Tuesday, September 4, 2018

TYPEE by HERMAN MELVILLE (1846)

Although this was on my bookshelf, I don't recall ever reading it before. It is Melville's first book, and was the most popular during his lifetime (to his dismay). It is supposedly a true account of the author's captivity for about a month by the Typee natives on one of the Marquesas Islands, although there is some indication that he took parts of his material from accounts of other early mariners.
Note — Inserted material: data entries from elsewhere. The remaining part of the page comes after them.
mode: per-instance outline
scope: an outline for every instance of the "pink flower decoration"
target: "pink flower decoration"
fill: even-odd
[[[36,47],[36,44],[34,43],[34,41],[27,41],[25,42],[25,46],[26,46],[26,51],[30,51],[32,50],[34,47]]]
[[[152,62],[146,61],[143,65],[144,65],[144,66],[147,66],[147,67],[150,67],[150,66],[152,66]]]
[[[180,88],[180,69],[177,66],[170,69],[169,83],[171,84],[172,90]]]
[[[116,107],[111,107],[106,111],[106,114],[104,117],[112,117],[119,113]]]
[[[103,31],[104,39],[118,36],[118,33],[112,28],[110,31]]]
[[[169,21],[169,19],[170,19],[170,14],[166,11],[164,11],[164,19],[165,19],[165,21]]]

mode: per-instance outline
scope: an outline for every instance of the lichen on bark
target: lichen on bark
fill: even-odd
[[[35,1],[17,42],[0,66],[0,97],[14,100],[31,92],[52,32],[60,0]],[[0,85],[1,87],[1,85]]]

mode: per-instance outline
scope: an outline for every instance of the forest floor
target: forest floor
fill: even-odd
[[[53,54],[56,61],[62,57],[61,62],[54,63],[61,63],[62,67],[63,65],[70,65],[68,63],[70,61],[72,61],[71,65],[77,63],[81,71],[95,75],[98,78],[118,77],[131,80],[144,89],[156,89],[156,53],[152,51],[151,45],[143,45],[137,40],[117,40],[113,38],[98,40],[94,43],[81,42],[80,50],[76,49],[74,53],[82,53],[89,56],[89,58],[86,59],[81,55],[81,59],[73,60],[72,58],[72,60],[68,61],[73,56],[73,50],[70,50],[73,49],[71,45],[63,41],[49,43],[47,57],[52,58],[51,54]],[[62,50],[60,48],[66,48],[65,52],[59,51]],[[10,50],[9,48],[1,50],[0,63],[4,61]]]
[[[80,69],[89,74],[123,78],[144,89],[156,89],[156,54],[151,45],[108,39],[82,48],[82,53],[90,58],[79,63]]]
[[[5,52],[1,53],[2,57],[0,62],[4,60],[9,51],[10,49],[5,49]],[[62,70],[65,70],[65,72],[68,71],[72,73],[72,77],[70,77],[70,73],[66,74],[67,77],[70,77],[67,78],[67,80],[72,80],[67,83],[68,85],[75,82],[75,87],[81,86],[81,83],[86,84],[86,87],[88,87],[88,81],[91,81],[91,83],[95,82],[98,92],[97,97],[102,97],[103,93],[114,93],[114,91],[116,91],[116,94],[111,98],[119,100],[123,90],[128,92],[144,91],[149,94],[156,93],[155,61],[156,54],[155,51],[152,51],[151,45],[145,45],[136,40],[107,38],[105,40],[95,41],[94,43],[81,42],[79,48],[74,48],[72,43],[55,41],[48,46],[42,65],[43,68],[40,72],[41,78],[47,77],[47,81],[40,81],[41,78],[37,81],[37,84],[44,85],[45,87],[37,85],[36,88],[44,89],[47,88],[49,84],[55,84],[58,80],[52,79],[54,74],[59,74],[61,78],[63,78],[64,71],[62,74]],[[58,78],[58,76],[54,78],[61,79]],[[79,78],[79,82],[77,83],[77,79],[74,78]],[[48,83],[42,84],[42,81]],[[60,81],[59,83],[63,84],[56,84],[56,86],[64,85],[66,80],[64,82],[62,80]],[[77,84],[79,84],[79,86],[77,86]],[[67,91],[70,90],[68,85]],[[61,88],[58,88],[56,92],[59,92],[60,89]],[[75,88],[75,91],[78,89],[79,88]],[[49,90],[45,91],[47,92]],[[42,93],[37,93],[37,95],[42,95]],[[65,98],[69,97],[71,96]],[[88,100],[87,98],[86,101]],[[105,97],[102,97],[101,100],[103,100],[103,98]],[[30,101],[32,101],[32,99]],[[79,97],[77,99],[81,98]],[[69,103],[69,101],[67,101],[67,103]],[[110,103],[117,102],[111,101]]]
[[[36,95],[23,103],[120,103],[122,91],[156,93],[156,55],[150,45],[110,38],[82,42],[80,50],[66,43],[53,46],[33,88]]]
As an adventure story in an exotic locale, this account was popular particularly with a younger audience. I wonder what they made of the thinly veiled sexual content. I imagine they were titillated. I found Melville's criticisms of the "civilizing" efforts of Christian missionaries to be particularly interesting. In a scenario that has been repeated many times before and since, the efforts of governments and missionaries to turn native populations into mirrors of their own ideas and customs resulted in the degradation of the supposed beneficiaries. According to Melville, the Typee were happier and more harmonious than those in more "civilized" situations, even though they happened to be cannibals on occasion.

Though this account is well written and displays Melville's budding talent, it in no way prepares the reader for his great masterpiece, Moby Dick, or for his last book, Billy Budd. I believe it to be beneficial reading for admirers of Melville, but as general reading to be of little interest for most people.